Яков Михайлович лежал под одеялом, и теперь под крики молодежи ему было холодно как никогда. Трясся, как мокрая собака на морозе. Он опять пытался думать на многие темы. Стоит ли ему ревновать к сыну? Лучший ли Викентий любовник, чем он сам, и что будет завтра на представлении этого самозванца. Где-то на самом глубоком уровне Яков Михайлович чувствовал, что завтра — главный день его жизни.
Неожиданно он заснул, и снилась ему Адочка, его прелестная жена, покинувшая мужа так рано, до сроку. Яков Михайлович заплакал во сне и ронял слезы в простыни, пока образ Адочки вдруг не трансформировался в мертвую ворону, валяющуюся на мусорной свалке. От приснившегося кошмара психиатр проснулся и обнаружил за окнами вечер. Он услышал, как за стеной смеются Викентий с Настей Поляковой, и подумал, что жизнь кончается. Полежал еще чуть-чуть и сам себе сказал:
— Но не сейчас!
В халате, с раскуренной сигарой, придав лицу выражение важности, он вышел к молодежи и застал их сияющими, как будто счастливыми. Влюбились, что ли?
— Добрый вечер, папа! — поздоровался Викентий.
— Как спалось? — поинтересовалась Настя.
— Тебе не пора? — спросил Яков Михайлович.
— Есть еще пара часов, — успокоил Викентий. — Мы можем поговорить.
— О чем?
— О завтрашнем дне.
— Чтобы избежать импровизации, — добавила Настя.

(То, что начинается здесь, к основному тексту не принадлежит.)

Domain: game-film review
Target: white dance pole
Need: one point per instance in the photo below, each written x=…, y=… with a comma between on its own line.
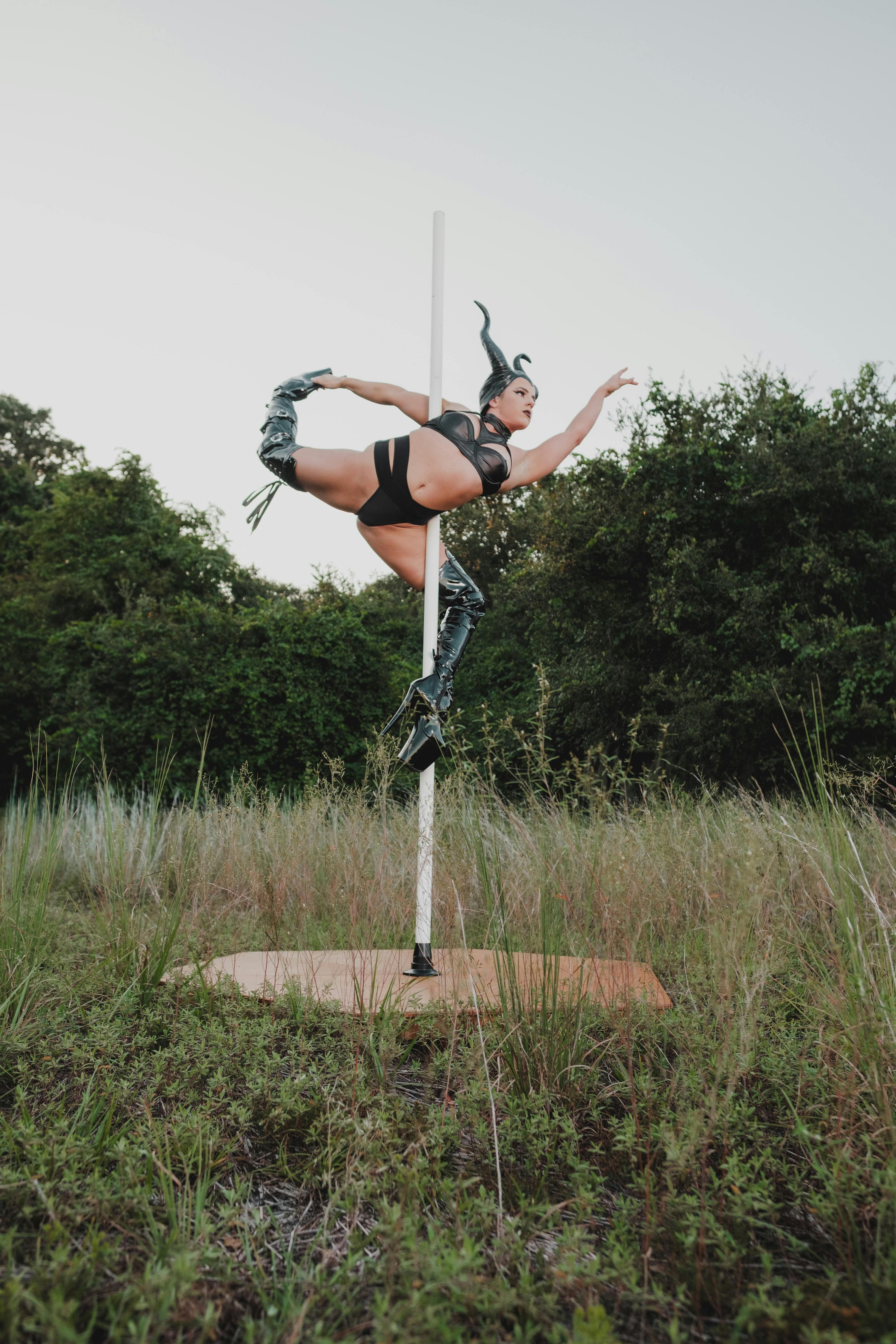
x=424, y=928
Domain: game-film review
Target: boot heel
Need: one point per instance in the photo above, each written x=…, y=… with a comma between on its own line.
x=400, y=712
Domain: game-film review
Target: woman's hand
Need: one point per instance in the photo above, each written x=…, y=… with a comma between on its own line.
x=612, y=385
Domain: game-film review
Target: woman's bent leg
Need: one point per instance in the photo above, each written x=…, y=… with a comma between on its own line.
x=404, y=549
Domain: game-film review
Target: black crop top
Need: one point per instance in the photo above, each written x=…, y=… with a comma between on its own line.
x=457, y=428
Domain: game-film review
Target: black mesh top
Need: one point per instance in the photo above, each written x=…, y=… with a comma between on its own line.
x=493, y=467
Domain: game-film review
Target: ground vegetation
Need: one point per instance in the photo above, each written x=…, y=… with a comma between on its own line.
x=185, y=1165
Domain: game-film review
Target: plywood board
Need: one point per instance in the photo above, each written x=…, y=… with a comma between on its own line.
x=367, y=979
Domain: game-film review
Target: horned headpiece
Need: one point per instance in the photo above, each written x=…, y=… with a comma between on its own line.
x=503, y=374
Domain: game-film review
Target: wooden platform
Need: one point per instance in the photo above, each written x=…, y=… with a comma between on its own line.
x=365, y=980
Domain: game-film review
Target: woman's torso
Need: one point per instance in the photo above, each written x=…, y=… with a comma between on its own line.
x=440, y=475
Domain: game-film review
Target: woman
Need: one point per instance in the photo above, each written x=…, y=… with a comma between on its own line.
x=397, y=486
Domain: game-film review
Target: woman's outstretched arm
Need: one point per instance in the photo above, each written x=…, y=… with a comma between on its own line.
x=414, y=405
x=530, y=466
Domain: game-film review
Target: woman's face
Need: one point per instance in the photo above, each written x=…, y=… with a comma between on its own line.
x=515, y=405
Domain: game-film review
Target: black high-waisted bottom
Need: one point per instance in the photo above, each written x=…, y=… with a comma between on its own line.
x=393, y=502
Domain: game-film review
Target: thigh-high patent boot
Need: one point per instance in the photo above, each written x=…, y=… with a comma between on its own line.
x=465, y=607
x=279, y=444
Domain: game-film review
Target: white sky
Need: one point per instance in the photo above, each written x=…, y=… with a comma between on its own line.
x=201, y=200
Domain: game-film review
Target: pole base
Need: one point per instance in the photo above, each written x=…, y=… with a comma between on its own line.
x=422, y=962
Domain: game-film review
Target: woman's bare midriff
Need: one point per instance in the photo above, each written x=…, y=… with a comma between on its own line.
x=439, y=475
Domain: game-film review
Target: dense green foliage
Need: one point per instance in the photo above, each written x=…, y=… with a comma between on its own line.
x=743, y=550
x=680, y=600
x=128, y=624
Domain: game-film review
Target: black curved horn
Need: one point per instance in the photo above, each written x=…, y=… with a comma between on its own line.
x=495, y=353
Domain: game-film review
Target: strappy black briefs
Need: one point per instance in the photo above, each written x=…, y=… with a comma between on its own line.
x=394, y=503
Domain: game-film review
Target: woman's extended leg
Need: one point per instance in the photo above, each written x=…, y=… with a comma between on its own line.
x=339, y=478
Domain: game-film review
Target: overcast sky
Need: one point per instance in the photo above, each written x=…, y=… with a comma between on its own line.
x=201, y=200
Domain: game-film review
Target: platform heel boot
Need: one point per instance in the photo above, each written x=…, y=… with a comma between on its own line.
x=277, y=447
x=465, y=607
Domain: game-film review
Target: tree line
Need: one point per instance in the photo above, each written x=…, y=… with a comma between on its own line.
x=682, y=599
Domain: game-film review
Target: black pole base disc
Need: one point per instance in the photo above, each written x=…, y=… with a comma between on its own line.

Яков Михайлович плюхнулся в кресло, глубоко затянулся и пустил под потолок дымовое колечко. Оно медленно поднималось к ажурному потолку, пока не разорвалось.
— Ну что ж, давайте поговорим!
— Мне кажется, я беременна! — вдруг произнесла Настя. Иван был сосредоточен на завтрашнем выступлении, ловя видения, посланные мирозданием.
— Именно, что кажется.
— Я чувствую! — настаивала девушка. Щеки ее горели румянцем, как будто она только с мороза.
— Так бывает…
— Ты женишься на мне?
— Я обещал… — Иван старался не упустить послание звезд. — Настенька, у меня завтра очень важный день, в котором ты мне помогаешь! Ты не забыла?
— А наш ребенок? Это не важно?
Ивану вдруг захотелось ее ударить. Он внезапно вспомнил деда, его раскосые глаза и жидкую бороденку. Медведь! — прошептал дед. — Убей его!
Настя продолжала говорить о том, что никогда еще так серьезно не думала о материнстве. Но, безусловно, ей очень хочется стать матерью. Первым она ждет мальчика, чтобы назвать его Иваном, в честь отца… Пока Настя щебетала о своем будущем материнстве, Иван задумался о неожиданном послании деда. Что имел старик в виду? Что она, Настя, — медведь?.. Но медведей не существует!..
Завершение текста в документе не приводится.